Other explanations for the apparent effectiveness of CBT have been offered in the past several years. A 2004 paper by psychologist Steven Hayes discusses anomalies in CBT research which indicate that what was once assumed to be a key therapeutic component of CBT, namely, the challenging of clients’ “irrational” thoughts, is not the cause of their improvement after all. In other words, the “active ingredient” of CBT may not be more rational thinking. Some psychologists believe that it is the behavioral components of CBT that are the real catalyst of change. Perhaps, but research by psychologist Bruce Wampold offers another possibility. In an extensive meta-analysis of psychotherapy research, Dr. Wampold found that the methods and techniques unique to a given therapy account for only a modest portion (roughly 8 percent) of the overall treatment effects. On the other hand, factors common to all therapies accounted for far more (over 70%) of the effects of treatment. These shared factors include things such as the quality of the therapy relationship (trust, rapport and therapist empathy), the client’s confidence in the therapist, and the therapist’s confidence in herself and her methods. What this implies is that the efficacy of CBT stems less from its particular methods and more from the factors it shares with other psychotherapies. Interestingly, Dr. Wampold’s meta-analyses also showed that despite CBT’s privileged status among therapy approaches, its effectiveness is not appreciably better or worse than most other forms of psychotherapy. This is an interesting development, especially considering the volumes of research done on CBT over the years to bolster its resume (and market share).

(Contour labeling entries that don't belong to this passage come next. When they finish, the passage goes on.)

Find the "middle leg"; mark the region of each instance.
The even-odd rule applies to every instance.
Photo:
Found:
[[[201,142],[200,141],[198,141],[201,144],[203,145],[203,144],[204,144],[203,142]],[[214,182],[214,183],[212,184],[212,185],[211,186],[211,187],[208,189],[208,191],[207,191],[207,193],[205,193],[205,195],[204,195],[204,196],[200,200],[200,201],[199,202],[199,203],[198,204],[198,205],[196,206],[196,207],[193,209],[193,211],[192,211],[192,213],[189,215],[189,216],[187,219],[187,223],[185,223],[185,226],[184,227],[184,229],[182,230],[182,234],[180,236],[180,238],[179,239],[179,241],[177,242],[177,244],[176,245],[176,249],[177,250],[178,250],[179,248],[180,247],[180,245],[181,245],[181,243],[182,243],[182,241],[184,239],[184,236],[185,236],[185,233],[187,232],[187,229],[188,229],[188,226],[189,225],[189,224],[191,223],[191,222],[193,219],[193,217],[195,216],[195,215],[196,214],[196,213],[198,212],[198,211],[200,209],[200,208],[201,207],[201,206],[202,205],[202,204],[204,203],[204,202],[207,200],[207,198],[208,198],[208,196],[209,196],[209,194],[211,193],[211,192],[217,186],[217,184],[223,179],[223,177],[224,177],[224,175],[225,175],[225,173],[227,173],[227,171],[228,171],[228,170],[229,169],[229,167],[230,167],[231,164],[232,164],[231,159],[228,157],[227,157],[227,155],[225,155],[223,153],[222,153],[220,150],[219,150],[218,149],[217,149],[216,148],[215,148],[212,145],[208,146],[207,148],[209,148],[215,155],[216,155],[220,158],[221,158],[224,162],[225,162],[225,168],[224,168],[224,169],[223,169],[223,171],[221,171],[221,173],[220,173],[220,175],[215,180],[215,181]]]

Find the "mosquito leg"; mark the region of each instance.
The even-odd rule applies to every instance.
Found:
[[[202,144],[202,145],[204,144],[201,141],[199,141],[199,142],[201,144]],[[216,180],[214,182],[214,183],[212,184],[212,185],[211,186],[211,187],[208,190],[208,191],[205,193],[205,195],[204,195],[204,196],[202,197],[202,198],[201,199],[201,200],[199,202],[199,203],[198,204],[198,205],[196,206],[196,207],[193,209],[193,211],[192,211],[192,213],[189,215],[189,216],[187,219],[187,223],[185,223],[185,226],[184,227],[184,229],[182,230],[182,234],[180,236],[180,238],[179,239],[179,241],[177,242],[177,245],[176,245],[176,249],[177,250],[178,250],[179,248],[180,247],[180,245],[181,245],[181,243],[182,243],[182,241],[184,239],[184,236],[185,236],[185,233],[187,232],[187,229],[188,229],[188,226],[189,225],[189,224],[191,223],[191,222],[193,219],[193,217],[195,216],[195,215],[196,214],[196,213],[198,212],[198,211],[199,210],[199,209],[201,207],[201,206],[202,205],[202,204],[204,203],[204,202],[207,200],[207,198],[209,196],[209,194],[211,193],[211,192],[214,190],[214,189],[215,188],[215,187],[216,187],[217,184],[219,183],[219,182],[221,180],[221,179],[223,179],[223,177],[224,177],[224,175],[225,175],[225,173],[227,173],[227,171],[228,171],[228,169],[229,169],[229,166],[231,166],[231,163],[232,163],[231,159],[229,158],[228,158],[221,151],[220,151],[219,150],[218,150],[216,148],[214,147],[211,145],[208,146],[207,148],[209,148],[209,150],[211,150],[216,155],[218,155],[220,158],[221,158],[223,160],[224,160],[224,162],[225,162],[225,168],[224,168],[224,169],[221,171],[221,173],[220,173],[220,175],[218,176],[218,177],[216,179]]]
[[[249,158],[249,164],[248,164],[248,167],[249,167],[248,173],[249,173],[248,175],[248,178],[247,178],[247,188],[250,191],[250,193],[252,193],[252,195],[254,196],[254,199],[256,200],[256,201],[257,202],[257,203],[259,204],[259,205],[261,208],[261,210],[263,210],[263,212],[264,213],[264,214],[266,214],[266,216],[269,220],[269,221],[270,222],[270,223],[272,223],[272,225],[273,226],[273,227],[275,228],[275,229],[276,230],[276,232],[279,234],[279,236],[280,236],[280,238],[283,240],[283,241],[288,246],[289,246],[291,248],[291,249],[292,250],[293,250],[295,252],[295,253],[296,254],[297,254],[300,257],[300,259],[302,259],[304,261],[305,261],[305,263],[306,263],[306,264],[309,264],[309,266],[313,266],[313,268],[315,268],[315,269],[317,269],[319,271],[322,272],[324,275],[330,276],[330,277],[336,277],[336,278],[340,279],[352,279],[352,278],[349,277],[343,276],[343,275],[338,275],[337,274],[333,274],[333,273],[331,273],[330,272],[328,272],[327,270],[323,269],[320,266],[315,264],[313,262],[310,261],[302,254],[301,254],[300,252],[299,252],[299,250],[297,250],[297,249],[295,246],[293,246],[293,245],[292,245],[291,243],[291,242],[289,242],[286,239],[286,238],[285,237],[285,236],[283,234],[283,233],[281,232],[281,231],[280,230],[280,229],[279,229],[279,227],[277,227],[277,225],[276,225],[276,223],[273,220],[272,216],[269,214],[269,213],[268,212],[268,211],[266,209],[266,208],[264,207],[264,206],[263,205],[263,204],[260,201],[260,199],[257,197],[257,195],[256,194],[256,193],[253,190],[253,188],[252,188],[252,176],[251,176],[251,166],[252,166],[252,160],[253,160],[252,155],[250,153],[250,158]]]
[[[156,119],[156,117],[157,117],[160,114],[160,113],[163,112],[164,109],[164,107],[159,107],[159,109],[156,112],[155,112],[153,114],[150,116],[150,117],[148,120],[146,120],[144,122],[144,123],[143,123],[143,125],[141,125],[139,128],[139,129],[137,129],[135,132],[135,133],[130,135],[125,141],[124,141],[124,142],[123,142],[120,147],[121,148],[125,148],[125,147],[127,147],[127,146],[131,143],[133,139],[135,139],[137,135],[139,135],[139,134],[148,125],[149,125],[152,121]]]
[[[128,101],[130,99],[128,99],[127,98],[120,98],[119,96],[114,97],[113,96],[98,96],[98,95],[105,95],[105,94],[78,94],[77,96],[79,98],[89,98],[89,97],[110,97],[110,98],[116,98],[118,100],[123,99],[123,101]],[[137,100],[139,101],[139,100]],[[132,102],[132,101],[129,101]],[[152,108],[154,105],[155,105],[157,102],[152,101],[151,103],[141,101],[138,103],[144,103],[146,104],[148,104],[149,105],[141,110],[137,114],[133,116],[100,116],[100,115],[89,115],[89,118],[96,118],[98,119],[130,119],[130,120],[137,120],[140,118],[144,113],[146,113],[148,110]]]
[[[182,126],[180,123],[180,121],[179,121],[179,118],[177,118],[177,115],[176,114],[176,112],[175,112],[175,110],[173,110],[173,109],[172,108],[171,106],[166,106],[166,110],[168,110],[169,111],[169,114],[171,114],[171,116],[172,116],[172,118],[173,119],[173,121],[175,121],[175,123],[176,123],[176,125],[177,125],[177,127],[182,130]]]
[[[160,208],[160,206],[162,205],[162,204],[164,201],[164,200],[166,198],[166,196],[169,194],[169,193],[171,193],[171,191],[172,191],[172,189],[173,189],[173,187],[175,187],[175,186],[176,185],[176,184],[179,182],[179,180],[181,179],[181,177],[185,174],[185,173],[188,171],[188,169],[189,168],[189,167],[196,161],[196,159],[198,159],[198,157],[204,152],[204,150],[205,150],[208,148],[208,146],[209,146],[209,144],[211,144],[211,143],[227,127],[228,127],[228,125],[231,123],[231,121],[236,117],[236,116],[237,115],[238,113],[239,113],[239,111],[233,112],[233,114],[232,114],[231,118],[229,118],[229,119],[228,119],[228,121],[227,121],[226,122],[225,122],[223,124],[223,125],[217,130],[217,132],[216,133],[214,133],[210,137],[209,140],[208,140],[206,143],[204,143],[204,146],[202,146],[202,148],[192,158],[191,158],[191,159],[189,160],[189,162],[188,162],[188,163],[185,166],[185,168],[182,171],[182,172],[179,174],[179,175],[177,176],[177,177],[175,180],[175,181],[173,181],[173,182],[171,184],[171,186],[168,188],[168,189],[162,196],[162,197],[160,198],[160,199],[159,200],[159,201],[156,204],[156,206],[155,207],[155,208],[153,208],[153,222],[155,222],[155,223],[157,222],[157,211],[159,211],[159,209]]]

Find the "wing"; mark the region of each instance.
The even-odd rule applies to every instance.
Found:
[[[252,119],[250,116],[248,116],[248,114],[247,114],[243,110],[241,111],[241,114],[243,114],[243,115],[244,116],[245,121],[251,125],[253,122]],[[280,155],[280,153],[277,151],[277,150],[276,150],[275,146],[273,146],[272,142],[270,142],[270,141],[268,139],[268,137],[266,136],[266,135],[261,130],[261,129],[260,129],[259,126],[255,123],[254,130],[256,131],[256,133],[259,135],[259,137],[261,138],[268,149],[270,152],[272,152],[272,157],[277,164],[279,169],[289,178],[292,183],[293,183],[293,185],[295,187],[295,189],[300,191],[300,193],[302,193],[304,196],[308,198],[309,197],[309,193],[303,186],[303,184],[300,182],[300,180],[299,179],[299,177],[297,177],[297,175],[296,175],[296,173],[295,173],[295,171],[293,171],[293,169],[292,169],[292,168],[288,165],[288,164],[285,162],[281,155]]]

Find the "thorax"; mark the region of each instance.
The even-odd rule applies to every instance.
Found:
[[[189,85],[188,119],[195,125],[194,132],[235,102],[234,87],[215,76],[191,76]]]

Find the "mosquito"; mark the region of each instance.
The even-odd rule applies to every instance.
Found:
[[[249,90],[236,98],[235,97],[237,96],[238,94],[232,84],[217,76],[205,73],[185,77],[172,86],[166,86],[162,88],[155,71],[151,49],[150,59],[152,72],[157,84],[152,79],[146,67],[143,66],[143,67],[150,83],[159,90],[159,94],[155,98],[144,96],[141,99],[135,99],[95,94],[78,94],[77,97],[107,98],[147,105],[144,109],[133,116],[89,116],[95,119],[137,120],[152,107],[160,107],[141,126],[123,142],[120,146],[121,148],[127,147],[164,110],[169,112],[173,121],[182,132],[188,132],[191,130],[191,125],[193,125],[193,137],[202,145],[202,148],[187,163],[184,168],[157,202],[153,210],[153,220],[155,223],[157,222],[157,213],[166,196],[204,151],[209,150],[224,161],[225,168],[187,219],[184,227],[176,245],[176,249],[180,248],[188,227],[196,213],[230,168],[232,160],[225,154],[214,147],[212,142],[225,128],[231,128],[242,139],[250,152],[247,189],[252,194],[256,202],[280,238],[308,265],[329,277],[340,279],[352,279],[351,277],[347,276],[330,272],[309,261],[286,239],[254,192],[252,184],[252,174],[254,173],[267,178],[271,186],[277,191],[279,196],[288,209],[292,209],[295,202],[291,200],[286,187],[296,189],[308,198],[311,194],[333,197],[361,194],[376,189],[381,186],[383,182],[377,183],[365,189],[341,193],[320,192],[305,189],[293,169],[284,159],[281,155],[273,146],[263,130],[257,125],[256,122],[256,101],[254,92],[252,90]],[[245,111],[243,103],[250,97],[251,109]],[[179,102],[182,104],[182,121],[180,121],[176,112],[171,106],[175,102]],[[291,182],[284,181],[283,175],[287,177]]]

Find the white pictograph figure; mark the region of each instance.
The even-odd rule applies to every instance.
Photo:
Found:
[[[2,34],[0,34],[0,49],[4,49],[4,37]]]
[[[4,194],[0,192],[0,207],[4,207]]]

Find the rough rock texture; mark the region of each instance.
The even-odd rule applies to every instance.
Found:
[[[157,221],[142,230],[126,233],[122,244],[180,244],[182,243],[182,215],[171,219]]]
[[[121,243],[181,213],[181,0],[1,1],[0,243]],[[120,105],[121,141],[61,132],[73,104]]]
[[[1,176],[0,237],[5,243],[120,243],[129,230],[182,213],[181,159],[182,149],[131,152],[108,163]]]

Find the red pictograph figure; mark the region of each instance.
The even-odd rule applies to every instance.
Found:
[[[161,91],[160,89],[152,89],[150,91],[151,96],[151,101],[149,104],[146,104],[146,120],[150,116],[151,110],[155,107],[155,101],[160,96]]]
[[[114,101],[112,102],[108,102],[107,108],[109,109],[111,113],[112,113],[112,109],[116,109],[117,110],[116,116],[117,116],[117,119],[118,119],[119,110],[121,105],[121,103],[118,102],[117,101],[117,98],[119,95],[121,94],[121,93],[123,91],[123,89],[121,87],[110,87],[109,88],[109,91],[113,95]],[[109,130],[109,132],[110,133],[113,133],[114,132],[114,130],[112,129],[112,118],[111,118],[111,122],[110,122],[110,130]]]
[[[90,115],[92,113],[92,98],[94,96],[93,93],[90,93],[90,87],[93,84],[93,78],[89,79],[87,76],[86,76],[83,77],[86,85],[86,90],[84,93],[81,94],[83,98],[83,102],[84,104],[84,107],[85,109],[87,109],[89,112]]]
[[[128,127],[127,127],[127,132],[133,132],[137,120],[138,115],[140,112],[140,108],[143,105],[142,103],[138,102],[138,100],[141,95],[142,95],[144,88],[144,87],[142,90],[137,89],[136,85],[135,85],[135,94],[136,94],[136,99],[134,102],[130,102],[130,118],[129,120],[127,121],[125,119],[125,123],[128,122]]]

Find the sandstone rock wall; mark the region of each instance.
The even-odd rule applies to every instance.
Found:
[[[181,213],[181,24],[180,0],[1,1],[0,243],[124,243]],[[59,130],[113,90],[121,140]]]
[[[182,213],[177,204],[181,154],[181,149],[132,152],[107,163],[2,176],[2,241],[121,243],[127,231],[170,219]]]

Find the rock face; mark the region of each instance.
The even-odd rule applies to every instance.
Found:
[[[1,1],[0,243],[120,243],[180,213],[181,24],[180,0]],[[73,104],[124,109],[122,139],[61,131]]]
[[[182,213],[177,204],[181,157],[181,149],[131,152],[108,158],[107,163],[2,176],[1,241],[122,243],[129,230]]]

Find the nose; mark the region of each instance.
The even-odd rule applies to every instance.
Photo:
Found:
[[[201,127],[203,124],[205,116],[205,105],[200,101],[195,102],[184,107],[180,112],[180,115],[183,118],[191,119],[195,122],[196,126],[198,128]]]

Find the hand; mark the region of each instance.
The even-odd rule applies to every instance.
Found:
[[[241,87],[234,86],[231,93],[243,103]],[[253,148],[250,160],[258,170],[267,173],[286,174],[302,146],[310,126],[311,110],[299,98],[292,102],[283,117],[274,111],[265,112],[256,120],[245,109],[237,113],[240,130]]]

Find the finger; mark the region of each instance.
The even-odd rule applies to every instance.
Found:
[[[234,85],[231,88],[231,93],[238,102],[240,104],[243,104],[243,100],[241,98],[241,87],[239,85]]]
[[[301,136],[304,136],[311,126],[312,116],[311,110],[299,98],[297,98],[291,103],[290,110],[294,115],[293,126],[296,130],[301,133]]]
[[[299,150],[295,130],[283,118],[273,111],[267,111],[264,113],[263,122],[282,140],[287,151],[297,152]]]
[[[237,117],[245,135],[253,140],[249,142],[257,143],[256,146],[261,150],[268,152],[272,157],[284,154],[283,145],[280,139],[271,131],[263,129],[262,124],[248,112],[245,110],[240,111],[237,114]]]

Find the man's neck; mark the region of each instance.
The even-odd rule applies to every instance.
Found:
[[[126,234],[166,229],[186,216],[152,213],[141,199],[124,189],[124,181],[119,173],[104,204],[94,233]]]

Research into the efficacy of different types of psychotherapy has focused primarily upon their differences and unique interventions. But Wampold’s research is showing that the quality of psychotherapy hinges more upon the attributes of the therapist than his/her particular methods and theory. Of course, different therapists–like clients–are drawn to different ways of perceiving and engaging the psyche. Finding the right match can be as important in the work of psychotherapy as it is in marriage. Some people have argued that if there is not just one best way to provide psychotherapy. If psychotherapy is as much art as science, should it be considered a science at all? And might you just as well talk to a friend about your problems than see a psychotherapist? Perhaps the best answer is that psychotherapy derives its unique healing power from the fact that it is both science and art. When done well, it is the soul of a healer making contact with the soul and “inner healer” of the client. All of the theory and techniques mean nothing and amount to nothing if this fundamental relationship cannot be established.
- Baker, T.B., McFall, R.M., & Shoham, V. “Current Status and Future Prospects of Clinical Psychology: Toward a Scientifically Principled Approach to Mental and Behavioral Health Care.” Perspectives on Psychological Science, 9(2) 2009.
- Hayes, S.C. “Acceptance and Commitment Therapy and the New Behavior Therapies.” In S.C. Hayes, V.M. Follette & M.M. Linehan (Eds), Mindfulness and Acceptance: Expanding the Cognitive Behavioral Tradition. Guilford Press: NY 2004.
- Wampold, Bruce E. The Great Psychotherapy Debate (2nd Ed.): Models, Methods, and Findings. Routledge Publishing: NY 2008.